You might be wondering why we didn’t just combine the has firewall fields and from firewall subnet rules, since they seem to be serving the same purpose.
While we could absolutely do so, recall that rules are intended to be reusable building blocks. Imagine you have a another pipeline for a different
firewall subnet. Rather than duplicating the logic to check for src_ip
and dst_ip
, and updating each rule if anything ever changes (e.g. additional fields),
you can simply add the has firewall fields rule to your new stage. With this approach you only need to update a single rule, with the change immediatedly
taking effect for all pipelines referencing it. Nice!
Data Types¶
As we have seen in the previous section, we need to make sure to use the proper data types when calling functions.
Graylog’s rule language parser rejects invalid use of types, making it safe to write rules.
The six built-in types in Graylog are string
(a UTF-8 string), double
(corresponds to Java’s Double
),
long
(Java’s Long
), boolean
(Boolean
), void
(indicating a function has no return value to prevent it
being used in a condition), and ip
(a subset of InetAddress
), but plugins are free
to add additional types as they see fit. The rule processor takes care of ensuring that values and functions agree on the types
being used.
By convention, functions that convert types start with the prefix to_
. Please refer to the Functions index for a list.
Conditions¶
In Graylog’s rules the when clause is a boolean expression, which is evaluated against the processed message.
Expressions support the common boolean operators AND
(or &&
), OR
(||
), NOT
(!
), and comparison operators
(<
, <=
, >
, >=
, ==
, !=
).
Any function that returns a value can be called in the when clause, but it must eventually evaluate to a boolean. For example: we were
able to use to_ip
in the from firewall subnet since it was being passed to cidr_match
, which returns a boolean, but could not
use route_to_stream
since it doesn’t return a value.
The condition must not be empty, but can simply consist of the boolean literal true
. This is useful when you always want to execute a rule’s actions.
If a condition calls a function which is not present (perhaps due to a typo or missing plugin) the call evaluates to false
.
Note
Comparing two fields can be done when you use the same data type, e.g. to_string($message.src_ip) == to_string($message.dst_ip)

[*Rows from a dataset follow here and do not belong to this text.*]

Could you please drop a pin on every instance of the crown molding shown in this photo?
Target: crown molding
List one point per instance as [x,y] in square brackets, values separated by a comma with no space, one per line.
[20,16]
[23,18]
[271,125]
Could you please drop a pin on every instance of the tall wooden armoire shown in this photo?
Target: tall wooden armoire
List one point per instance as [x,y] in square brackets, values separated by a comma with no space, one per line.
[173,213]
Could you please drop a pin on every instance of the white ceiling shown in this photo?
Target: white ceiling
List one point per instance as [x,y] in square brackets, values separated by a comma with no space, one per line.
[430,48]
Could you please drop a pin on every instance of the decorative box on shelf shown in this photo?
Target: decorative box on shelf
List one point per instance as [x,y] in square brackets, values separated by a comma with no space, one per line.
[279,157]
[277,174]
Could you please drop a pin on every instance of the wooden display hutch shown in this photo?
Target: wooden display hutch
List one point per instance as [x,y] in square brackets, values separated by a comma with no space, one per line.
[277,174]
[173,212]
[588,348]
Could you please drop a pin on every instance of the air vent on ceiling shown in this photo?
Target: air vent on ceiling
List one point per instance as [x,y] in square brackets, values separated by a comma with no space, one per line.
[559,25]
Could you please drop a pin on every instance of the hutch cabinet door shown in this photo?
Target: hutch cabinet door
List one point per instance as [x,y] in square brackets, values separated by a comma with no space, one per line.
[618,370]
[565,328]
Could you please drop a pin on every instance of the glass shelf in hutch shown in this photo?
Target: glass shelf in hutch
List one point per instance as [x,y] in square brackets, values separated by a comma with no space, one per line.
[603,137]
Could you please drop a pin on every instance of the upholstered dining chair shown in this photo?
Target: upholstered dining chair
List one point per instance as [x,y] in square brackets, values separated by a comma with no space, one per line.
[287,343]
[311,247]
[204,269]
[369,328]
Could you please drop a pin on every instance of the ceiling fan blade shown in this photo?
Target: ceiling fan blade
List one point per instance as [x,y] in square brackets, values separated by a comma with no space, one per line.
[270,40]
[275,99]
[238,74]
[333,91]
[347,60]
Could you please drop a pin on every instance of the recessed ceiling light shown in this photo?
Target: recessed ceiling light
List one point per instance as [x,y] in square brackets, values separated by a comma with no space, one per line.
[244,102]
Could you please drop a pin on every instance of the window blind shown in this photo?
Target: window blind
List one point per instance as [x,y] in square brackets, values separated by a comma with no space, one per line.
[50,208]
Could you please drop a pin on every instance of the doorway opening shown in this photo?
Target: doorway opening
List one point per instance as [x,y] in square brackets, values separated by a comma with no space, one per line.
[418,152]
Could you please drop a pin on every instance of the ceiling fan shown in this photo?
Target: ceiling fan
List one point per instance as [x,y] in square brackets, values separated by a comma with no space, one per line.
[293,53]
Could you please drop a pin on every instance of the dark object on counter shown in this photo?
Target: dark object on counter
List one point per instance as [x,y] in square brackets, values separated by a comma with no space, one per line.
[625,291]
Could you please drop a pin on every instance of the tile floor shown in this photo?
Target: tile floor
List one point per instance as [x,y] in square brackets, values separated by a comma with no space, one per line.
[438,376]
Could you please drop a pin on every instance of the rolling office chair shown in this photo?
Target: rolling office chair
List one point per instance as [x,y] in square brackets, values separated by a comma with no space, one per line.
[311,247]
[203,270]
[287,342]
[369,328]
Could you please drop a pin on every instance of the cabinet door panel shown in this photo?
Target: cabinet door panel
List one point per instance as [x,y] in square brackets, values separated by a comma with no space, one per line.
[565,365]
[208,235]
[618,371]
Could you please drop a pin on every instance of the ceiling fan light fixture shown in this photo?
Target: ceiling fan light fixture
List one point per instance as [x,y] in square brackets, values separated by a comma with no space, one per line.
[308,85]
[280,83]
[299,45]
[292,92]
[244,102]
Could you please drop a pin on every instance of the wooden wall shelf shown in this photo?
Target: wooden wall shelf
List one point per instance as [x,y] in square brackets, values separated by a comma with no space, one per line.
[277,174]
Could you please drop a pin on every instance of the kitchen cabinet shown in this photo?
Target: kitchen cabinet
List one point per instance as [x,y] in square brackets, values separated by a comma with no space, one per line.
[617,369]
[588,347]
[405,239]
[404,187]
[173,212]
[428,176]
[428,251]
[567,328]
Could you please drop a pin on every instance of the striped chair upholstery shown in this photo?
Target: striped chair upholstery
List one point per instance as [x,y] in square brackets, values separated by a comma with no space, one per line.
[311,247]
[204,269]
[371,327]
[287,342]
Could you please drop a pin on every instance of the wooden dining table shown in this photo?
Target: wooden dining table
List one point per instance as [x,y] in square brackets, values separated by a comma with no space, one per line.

will compare the two strings and will become true
on match. Comparing different data types evaluates to false
.
Actions¶
A rule’s then clause contains a list of actions which are evaluated in the order they appear.
There are two different types of actions:
Function calls
Variable assignments
Function calls look exactly like they do in conditions. All functions, including those which do not return a value, may be used in the then clause.
Variable assignments have the following form:
let name = value;
Variables are useful to avoid recomputing expensive parsing of data, holding on to temporary values, or making rules more readable.
Variables need to be defined before they can be used. Their fields (if any) can be accessed using the name.field
notation in any place
where a value of the field’s type is required.
The list of actions can be empty, in which case the rule is essentially a pluggable condition to help manage a pipeline’s processing flow.